Today British making heavy troop movement from Syria into Lybya.
Fellers
He encoded it and filed it with the Egyptian Telegraph Company in Cairo for radio transmission to MILID WASH. The O.K.W. intercept station at Lauf snatched it from the ether at about 8 a.m. June 12. By 9 a cryptanalyst was working on it t
o strip the superencipherment; by 10 it had been decrypted; by 11:30 Rommel had it in plenty of time to warn his airfields. On the night of the 13th, as expected, commandos dropped from the sky and strike forces roared in from the east.

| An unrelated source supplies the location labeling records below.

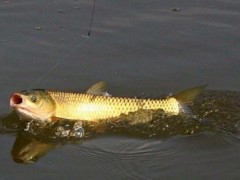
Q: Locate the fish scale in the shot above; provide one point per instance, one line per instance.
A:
(93, 107)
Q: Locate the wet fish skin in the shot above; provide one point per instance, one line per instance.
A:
(47, 105)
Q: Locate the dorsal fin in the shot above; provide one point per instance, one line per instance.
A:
(97, 89)
(188, 96)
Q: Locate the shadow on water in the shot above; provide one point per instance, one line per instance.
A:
(215, 111)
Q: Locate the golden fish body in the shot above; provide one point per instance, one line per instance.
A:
(46, 105)
(91, 107)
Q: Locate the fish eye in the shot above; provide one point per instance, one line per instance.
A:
(34, 99)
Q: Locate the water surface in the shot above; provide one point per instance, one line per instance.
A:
(137, 47)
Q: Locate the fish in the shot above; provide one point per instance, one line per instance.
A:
(94, 105)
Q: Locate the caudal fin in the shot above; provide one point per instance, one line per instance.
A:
(187, 97)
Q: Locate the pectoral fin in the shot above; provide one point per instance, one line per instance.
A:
(187, 97)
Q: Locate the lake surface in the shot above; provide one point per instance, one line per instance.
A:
(140, 48)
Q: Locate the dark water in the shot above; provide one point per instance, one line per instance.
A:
(137, 47)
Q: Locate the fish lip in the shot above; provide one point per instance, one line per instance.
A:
(16, 100)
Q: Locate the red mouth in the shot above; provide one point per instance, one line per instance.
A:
(15, 100)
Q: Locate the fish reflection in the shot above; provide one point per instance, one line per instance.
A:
(215, 111)
(28, 149)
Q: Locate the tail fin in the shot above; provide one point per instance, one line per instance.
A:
(187, 97)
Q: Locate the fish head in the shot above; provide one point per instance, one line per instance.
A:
(33, 104)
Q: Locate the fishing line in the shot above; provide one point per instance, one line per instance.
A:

The waiting German and Italian forces massacred them. The carefully planned operation failed almost completely. At the three North African airports of Martuba, El Fetejak, and Barce, not a plane was touched; at the K2 and K3 airfields, the British succeeded only in slightly damaging eight craft, all of them repairable in a few days. At three other airfields (Benina in North Africa and Heraklion and Castelli in Crete), where the warnings were either not received or ignored, the British destroyed a total of 18 planes and burned two hangars.

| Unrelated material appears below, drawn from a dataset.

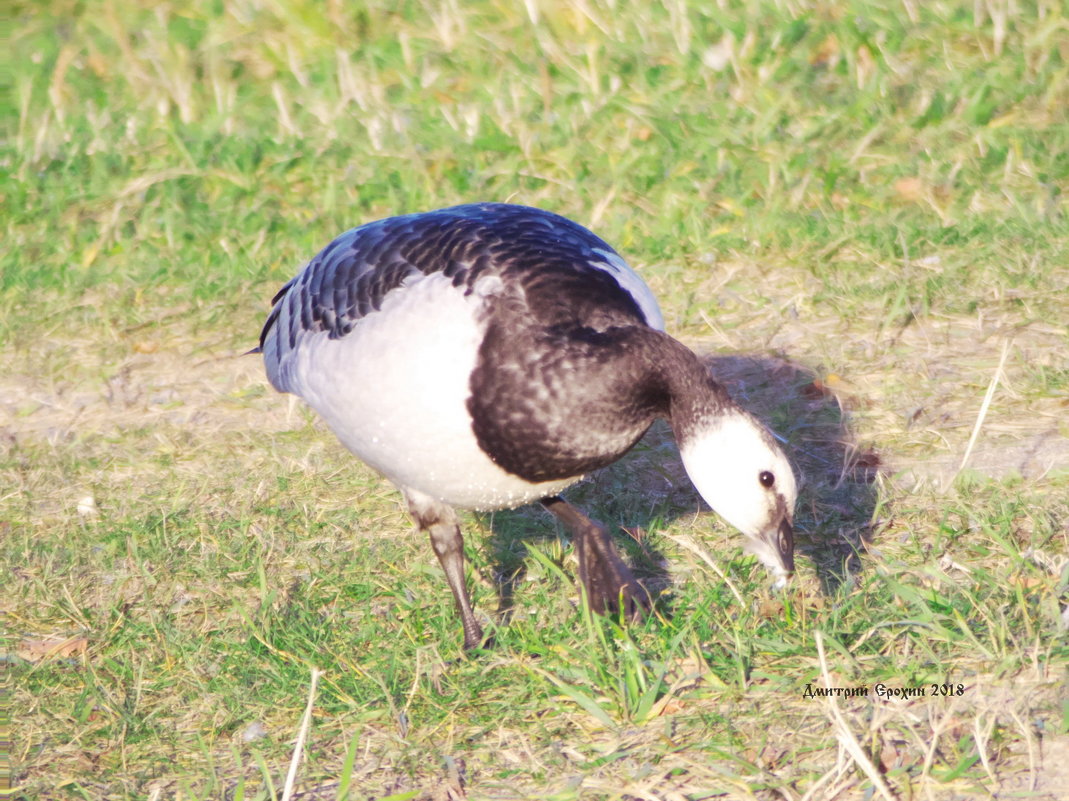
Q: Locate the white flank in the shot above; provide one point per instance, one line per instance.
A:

Next day, airplanes that had been saved from destruction by the timely warning delivered heavy attacks upon the convoy from Alexandria, sinking three destroyers and two merchant ships. A U-boat got a heavy cruiser, and when heavy Italian forces sortied from Taranto, the convoy turned back under this threat and the entire operation failed. “The approach to Malta from the eastward remained sealed, and no convoy again attempted this passage until November,” wrote Churchill. “Thus, in spite of our greatest efforts, only two supply ships out of seventeen got through, and the crisis in the island continued.” And Rommel’s pipeline remained open.
With his gasoline supplies assured, at least temporarily, the Desert Fox swept forward in the onslaught he had begun on the moonlit night of May 26-27. Complementing the strategic intelligence that the Fellers intercepts were providing was the tactical intelligence from his highly efficient Fernmeldeaufklärung Company under Captain Alfred Seeböhm. This mobile outfit tuned into every British 8th Army radio station, picked up every scrap of chat, ascertained troop and tank concentrations and movements by direction-finding, learned which units were where by analyzing call-signs, studied British cryptograms, and in general provided Rommel with much of the raw data by which he could sniff out the enemy’s intentions.